In the researchers’ comparison, they evaluated cancer rates in 2019 against what would have been expected based on rates observed in 2010. Their results showed the largest increases were concentrated in breast, colorectal, kidney and uterine cancers, while the overall pattern was not uniform across all cancers.
Breast cancer accounted for the biggest share of the excess cancers, with about 4,800 additional cases in 2019 compared with expected rates based on 2010, according to the study. The analysis also estimated about 2,000 more colorectal cancers, 1,800 more kidney cancers and 1,200 additional uterine cancers relative to those expected rates.
The study found that the early-onset cancers it analyzed affected women more than men, with about 63% of early-onset cancers occurring among women. Researchers said the rising pattern “generally reflect[s] something profound going on,” and emphasized that additional work is needed to understand what is driving the changes.

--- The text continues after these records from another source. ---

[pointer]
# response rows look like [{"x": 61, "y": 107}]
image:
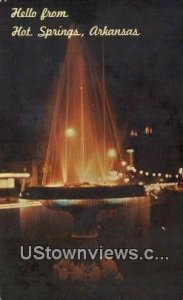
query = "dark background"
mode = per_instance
[{"x": 143, "y": 74}]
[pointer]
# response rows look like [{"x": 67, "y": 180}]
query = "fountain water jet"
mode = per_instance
[
  {"x": 83, "y": 144},
  {"x": 84, "y": 150}
]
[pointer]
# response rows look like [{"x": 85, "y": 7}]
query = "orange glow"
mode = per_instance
[
  {"x": 89, "y": 149},
  {"x": 70, "y": 132}
]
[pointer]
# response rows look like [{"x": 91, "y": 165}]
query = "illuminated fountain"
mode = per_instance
[{"x": 83, "y": 159}]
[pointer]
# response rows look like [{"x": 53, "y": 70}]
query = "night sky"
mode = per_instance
[{"x": 143, "y": 74}]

Tim Rebbeck of the Dana-Farber Cancer Institute, who was not involved in the research, said the field needs to fund research that explains the patterns the study documents. The findings were published Thursday in Cancer Discovery, a journal of the American Association for Cancer Research.
Researchers also described potential explanations that could account for the observed increases. Meredith Shiels of the National Cancer Institute said several of the cancer types identified as increasing are known to be associated with excess body weight, and she pointed to increasing obesity as a leading hypothesis.

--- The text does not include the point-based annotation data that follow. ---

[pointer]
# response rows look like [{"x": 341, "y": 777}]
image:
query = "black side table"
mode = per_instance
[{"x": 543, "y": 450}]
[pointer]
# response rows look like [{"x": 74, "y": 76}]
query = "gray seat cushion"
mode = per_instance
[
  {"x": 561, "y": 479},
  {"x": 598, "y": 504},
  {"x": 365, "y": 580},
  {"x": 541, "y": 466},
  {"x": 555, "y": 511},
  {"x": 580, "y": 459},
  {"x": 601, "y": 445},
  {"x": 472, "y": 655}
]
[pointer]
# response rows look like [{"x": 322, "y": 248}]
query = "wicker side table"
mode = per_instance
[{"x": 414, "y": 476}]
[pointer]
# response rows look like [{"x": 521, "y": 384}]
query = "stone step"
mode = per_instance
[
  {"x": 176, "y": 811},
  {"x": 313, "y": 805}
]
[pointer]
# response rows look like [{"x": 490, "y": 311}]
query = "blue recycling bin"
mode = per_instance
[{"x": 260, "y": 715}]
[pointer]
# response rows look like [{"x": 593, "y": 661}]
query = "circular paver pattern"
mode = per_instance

The researchers said advances in cancer detection and changes in screening guidelines could also be behind some diagnoses appearing at younger ages. They noted, however, that the large databases used for the analysis do not contain information on risk factors or access to care, which limits the ability to test specific causes directly.
Even with the increases highlighted in the analysis, the researchers said the pattern did not hold for every cancer. They reported that cancer rates in people under 50 were going down for more than a dozen cancer types, with the largest declines in lung and prostate cancers.
The researchers tied the lung cancer decline to decades-long reductions in cigarette smoking. For prostate cancer, the study said the drop likely corresponds to updated guidelines discouraging routine PSA testing in younger men because of concerns about overtreatment.